29. Oktober 2005

Ich hab gestern Stars und deren mickrige Derivate, die "Promis", erwähnt. Ich bekommen schnell allergische Situationen, wenn es wo Star, Genie oder sogar Universalgenie heißt. Was machen wir denn, falls etwa eine Sonja Kirchberger als Star gefeatured wird, mit einer Marlene Dietrich? Da gehen einem ja die Begriffe aus.

Die Genie-Nummer ist ein Schatten aus meiner kleinbürgerlichen Kindheit. In dem ein wenig ehrfürchtig gebebt wurde. Wie tröstlich, als ich zwar nicht im "Readers Digest" meiner Eltern, aber in der nächstgelegenen Stadtbücherei Egon Fridell entdeckt hab. Der vertrat, wenn ich mich recht erinnere, die Auffassung, Genies seien langweilig. (Aber ich weiß seine Begründung nicht mehr.)

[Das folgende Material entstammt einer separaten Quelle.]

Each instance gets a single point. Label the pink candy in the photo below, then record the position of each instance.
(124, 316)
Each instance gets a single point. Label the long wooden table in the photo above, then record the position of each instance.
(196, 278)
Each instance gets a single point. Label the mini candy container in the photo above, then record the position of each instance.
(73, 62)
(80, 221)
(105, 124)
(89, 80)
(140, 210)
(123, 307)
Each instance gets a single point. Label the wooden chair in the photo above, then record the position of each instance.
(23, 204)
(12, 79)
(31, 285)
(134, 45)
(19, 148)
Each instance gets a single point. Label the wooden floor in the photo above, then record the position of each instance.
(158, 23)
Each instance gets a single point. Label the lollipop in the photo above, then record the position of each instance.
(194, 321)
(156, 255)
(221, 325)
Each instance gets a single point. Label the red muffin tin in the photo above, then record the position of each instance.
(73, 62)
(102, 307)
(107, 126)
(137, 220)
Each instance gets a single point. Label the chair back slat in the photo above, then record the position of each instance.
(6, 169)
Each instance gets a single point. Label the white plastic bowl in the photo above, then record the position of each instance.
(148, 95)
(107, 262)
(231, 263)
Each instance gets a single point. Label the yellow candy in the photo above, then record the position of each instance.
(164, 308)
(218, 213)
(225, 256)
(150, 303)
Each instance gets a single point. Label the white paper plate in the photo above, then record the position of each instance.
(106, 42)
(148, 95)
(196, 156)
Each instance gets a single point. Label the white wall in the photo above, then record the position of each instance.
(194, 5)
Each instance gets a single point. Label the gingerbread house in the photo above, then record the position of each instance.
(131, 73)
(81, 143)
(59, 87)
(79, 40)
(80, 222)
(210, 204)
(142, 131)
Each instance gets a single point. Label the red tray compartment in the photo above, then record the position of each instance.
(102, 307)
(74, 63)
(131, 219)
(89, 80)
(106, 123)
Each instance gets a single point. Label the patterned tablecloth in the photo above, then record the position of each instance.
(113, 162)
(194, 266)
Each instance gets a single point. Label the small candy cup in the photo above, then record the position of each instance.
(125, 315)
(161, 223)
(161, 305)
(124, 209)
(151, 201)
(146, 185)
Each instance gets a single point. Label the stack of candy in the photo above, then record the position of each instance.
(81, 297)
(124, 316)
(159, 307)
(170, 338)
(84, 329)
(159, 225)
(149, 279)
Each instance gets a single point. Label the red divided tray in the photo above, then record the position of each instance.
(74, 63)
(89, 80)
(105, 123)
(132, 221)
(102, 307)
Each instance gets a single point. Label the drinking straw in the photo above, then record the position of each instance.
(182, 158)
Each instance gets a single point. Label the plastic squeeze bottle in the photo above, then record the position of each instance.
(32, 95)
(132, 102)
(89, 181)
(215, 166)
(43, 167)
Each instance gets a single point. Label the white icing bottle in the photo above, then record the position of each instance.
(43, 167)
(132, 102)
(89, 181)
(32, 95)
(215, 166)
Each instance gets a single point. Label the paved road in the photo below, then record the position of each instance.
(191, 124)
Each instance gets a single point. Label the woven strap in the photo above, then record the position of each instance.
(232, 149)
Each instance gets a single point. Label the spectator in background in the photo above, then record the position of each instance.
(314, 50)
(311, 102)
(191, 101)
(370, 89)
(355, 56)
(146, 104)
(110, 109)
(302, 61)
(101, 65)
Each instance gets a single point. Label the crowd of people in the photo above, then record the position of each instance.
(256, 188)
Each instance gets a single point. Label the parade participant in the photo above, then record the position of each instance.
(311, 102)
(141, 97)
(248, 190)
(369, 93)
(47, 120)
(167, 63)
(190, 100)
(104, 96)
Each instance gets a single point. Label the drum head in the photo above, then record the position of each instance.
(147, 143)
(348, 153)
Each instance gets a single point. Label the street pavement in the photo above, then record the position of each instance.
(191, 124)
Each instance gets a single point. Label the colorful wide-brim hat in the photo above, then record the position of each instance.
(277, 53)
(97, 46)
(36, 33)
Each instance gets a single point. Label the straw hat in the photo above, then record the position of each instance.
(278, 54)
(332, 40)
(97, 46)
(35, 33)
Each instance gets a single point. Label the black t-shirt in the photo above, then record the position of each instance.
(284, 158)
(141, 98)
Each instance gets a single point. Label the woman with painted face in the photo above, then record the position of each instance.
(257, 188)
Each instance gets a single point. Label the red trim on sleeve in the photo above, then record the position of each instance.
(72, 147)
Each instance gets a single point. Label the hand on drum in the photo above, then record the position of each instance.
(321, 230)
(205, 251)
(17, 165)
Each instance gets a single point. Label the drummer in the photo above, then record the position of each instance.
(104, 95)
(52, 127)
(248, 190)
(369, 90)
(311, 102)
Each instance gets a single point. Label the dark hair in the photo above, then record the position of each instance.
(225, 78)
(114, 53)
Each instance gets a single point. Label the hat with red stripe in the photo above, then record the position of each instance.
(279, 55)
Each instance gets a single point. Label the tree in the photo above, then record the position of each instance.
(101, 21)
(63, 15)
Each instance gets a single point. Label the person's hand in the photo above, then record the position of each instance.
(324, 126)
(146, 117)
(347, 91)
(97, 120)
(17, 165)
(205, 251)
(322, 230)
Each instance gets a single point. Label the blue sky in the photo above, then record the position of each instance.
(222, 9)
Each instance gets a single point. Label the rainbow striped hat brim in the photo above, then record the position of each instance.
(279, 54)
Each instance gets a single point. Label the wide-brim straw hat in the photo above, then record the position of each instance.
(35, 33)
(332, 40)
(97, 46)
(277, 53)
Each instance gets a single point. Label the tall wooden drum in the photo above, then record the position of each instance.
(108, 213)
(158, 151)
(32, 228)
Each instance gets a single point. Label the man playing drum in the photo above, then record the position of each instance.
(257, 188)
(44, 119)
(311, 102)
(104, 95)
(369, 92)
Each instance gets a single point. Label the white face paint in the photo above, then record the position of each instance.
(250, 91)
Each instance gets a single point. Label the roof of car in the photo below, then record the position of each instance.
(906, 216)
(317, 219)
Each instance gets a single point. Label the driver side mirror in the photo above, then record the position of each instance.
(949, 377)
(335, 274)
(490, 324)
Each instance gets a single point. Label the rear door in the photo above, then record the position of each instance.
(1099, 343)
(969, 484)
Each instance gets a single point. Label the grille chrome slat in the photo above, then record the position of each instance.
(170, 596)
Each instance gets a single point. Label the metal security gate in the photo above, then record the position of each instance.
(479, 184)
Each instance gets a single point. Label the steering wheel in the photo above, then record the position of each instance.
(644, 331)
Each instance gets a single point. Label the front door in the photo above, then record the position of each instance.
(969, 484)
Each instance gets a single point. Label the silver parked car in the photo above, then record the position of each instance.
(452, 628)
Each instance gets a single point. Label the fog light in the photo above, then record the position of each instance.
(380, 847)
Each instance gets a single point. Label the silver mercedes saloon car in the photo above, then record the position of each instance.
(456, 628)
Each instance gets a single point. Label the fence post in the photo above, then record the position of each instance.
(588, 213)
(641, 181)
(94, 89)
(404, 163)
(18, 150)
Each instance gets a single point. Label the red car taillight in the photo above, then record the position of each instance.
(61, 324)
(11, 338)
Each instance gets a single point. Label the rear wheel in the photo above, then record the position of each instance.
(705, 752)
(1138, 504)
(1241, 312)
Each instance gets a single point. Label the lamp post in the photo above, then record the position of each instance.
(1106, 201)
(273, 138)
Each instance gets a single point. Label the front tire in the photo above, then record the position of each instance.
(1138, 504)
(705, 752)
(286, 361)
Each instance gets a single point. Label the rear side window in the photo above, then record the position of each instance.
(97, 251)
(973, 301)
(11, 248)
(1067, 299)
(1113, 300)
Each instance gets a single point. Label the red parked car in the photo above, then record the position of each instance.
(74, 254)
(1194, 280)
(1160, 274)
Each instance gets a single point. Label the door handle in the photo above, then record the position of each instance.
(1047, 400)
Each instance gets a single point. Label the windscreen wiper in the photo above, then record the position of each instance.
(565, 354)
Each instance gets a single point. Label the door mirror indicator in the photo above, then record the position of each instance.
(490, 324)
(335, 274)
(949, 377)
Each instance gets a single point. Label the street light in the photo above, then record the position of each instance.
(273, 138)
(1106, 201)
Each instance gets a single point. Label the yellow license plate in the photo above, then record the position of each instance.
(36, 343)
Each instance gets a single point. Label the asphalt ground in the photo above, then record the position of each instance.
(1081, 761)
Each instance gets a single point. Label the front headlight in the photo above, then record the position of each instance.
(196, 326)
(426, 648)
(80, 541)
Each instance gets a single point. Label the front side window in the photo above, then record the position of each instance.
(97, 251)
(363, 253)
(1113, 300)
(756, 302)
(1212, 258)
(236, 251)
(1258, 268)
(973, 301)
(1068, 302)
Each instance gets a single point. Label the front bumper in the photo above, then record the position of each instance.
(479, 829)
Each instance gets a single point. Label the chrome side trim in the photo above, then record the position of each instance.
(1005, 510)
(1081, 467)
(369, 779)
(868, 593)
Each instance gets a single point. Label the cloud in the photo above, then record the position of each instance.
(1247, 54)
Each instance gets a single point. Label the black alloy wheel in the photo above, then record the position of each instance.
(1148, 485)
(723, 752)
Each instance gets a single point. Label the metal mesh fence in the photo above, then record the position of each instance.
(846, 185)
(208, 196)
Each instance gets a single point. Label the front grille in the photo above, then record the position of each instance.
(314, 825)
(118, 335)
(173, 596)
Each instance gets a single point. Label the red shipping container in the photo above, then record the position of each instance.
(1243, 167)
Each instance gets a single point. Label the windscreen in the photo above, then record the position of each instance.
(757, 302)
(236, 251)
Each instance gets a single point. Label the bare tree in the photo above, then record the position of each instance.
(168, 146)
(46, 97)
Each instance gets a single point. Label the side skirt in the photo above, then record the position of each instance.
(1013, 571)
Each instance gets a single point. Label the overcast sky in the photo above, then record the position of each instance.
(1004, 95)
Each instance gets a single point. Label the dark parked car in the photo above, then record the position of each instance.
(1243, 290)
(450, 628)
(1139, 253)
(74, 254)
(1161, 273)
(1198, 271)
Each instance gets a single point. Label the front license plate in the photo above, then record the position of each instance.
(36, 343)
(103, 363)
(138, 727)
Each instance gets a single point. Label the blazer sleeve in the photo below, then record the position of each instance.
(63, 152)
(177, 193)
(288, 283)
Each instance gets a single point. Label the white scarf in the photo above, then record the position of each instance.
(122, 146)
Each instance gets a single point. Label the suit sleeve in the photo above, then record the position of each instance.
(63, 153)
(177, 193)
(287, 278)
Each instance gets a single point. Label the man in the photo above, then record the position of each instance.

Peter Landerl macht dieses Genie-Getue in seinem Buch "Der Kampf um die Literatur" nachvollziehbar. Er skizziert, in Berufung auf Pierre Bourdieu, jenes Feld, auf dem heftig nicht nur mit verschiedenen Formen des Kapitals gehandelt, sondern auch um Positionen gefochten wird. "Feld" und "Habitus" sind also formelle Kategorien, Ausdruck einer Organisation, die mit drei Kapitalarten handelt. Ökonomisches (Geld), soziales (Beziehungen, Ansehen) und kulturelles (Bildung) Kapital.

Das Feld wird dabei als ein "Prozeßraum der sozialen Auseinandersetzungen" verstanden. Landerl erwähnt, daß Bourdieu der Literaturwissenschaft den Vorwurf macht, es sei eine falsche Prämisse, Autoren unreflektiert als "schöpferisches Genie" zu betrachten.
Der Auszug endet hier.